Muitos pacientes cometem erros, abusos e sofrem consequências adversas devido à automedicação. Como exemplo, pode-se citar que em pacientes que se automedicam, a ocorrência de eventos adversos é 28% superior quando comparada com os pacientes que não fazem a prática da automedicação.
Para o presidente do Conselho, Marcelo Polacow, a proposta da emenda apresentada pelo deputado Domingos Sávio é o tipo de iniciativa que possui caráter único e exclusivamente comercial e sem comprometimento com a saúde da população. “Medicamentos não são produtos comuns e não podem ser banalizados. Temos muitos dados que comprovam que o uso inadequado de medicamentos é uma das principais causas de intoxicação no país e que isso representa importantes custos para a saúde, não só ao SUS, mas também à toda rede privada e planos de saúde”.
O CRF-SP é a maior entidade fiscalizadora de estabelecimentos farmacêuticos do país, com mais de 80 mil fiscalizações anuais em farmácias, drogarias, hospitais, indústrias, laboratórios, transportadoras, mais de 77 mil profissionais inscritos e 35 mil estabelecimentos registrados no Estado.
Criada Frente Parlamentar em Defesa da Assistência Farmacêutica
Em evento realizado na quarta-feira, 10 de maio, deputados da Assembleia Legislativa do Estado de São Paulo (Alesp) lançaram oficialmente a Frente Parlamentar em Defesa da Assistência Farmacêutica.
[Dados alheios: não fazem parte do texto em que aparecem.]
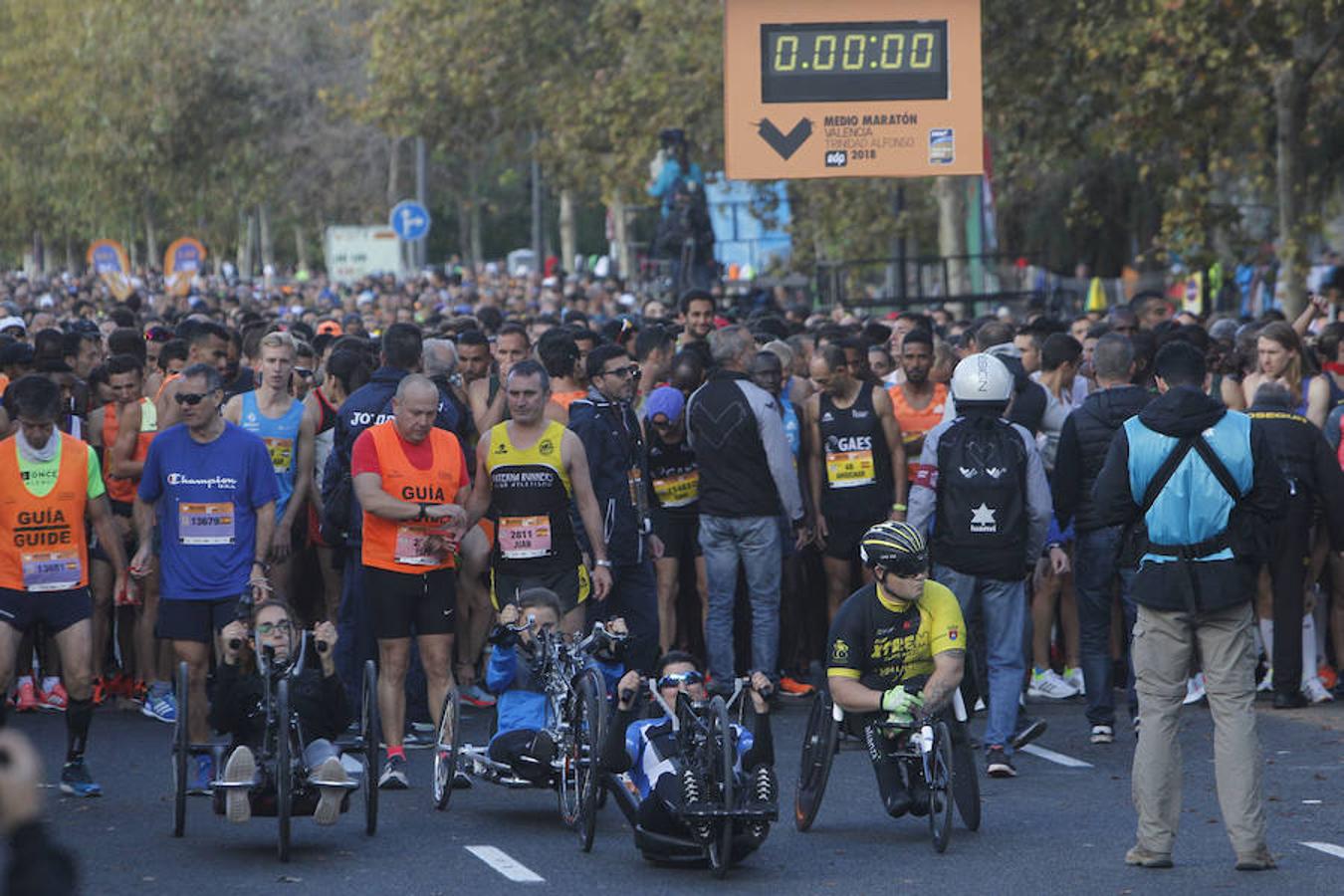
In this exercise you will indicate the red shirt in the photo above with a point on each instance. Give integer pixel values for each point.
(363, 457)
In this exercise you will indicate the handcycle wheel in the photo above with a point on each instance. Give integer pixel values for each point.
(368, 733)
(284, 768)
(446, 743)
(941, 784)
(180, 755)
(719, 782)
(965, 780)
(818, 750)
(588, 733)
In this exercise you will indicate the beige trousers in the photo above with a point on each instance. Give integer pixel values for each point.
(1164, 652)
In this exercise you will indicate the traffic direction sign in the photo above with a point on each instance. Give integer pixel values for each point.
(409, 219)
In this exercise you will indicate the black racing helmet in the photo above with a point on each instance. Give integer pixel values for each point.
(897, 547)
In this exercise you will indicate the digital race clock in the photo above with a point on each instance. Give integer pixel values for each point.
(837, 62)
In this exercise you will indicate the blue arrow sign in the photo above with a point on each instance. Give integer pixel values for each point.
(409, 219)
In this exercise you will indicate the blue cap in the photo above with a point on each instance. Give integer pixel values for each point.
(665, 400)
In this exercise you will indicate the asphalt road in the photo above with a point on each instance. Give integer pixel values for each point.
(1054, 829)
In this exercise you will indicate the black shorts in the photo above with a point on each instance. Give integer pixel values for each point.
(196, 621)
(407, 603)
(680, 535)
(843, 537)
(57, 610)
(571, 585)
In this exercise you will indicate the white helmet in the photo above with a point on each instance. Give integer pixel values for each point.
(982, 379)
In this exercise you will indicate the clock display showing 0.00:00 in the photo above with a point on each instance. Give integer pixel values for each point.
(835, 62)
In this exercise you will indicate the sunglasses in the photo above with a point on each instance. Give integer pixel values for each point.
(680, 679)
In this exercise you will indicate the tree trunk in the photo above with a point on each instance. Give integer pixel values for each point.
(1290, 100)
(568, 230)
(952, 233)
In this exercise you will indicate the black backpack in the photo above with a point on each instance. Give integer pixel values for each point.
(980, 524)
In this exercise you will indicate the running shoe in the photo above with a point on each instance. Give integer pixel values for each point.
(76, 781)
(1074, 677)
(330, 798)
(394, 774)
(1316, 692)
(1047, 684)
(160, 707)
(1195, 689)
(54, 699)
(477, 696)
(241, 768)
(1102, 735)
(27, 700)
(795, 688)
(202, 782)
(999, 765)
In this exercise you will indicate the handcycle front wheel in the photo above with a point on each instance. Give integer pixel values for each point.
(721, 761)
(180, 754)
(446, 743)
(818, 750)
(941, 787)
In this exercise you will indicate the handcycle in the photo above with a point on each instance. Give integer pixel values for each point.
(576, 718)
(281, 786)
(707, 743)
(941, 749)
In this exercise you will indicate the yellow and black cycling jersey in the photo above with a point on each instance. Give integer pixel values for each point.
(883, 641)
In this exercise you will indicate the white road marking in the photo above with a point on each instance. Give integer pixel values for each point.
(1329, 849)
(506, 864)
(1055, 757)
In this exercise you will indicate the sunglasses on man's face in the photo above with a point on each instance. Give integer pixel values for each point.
(191, 399)
(680, 679)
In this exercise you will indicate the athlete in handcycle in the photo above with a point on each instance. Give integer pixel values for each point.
(895, 661)
(694, 784)
(285, 710)
(552, 710)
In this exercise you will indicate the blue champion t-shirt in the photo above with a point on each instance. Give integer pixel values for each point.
(207, 499)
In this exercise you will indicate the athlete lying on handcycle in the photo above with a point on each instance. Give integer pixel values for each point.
(316, 697)
(523, 741)
(651, 751)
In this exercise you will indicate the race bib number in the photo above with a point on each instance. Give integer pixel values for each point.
(415, 549)
(525, 537)
(281, 453)
(678, 491)
(206, 523)
(51, 571)
(849, 469)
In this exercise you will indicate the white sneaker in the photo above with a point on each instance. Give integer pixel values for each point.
(1074, 676)
(1050, 685)
(1316, 692)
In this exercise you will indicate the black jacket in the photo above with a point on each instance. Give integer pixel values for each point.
(1306, 461)
(614, 446)
(1194, 585)
(319, 700)
(1082, 450)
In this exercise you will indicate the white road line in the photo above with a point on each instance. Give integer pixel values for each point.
(506, 864)
(1329, 849)
(1055, 757)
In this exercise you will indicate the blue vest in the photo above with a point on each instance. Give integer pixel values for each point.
(281, 437)
(1194, 507)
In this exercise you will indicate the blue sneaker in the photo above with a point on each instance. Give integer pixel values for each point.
(202, 782)
(76, 781)
(160, 707)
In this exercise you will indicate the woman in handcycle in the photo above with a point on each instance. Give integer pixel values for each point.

O grupo suprapartidário pretende discutir e propor ações para o fortalecimento e ampliação da atuação dos profissionais dessa área no Estado, com o objetivo de aprimorar a legislação e as políticas públicas que tratam do assunto. A questão do uso racional de medicamentos, por exemplo, é um dos temas prioritários.
A Frente Parlamentar também nasceu para realizar e apoiar debates, simpósios, seminários e outros eventos pertinentes que tratem de temas importantes relacionados à assistência farmacêutica. Há o compromisso de criar um grupo de trabalho para discutir ações que garantam a presença de farmacêuticos aos usuários de medicamentos em todas as unidades públicas de saúde paulistas.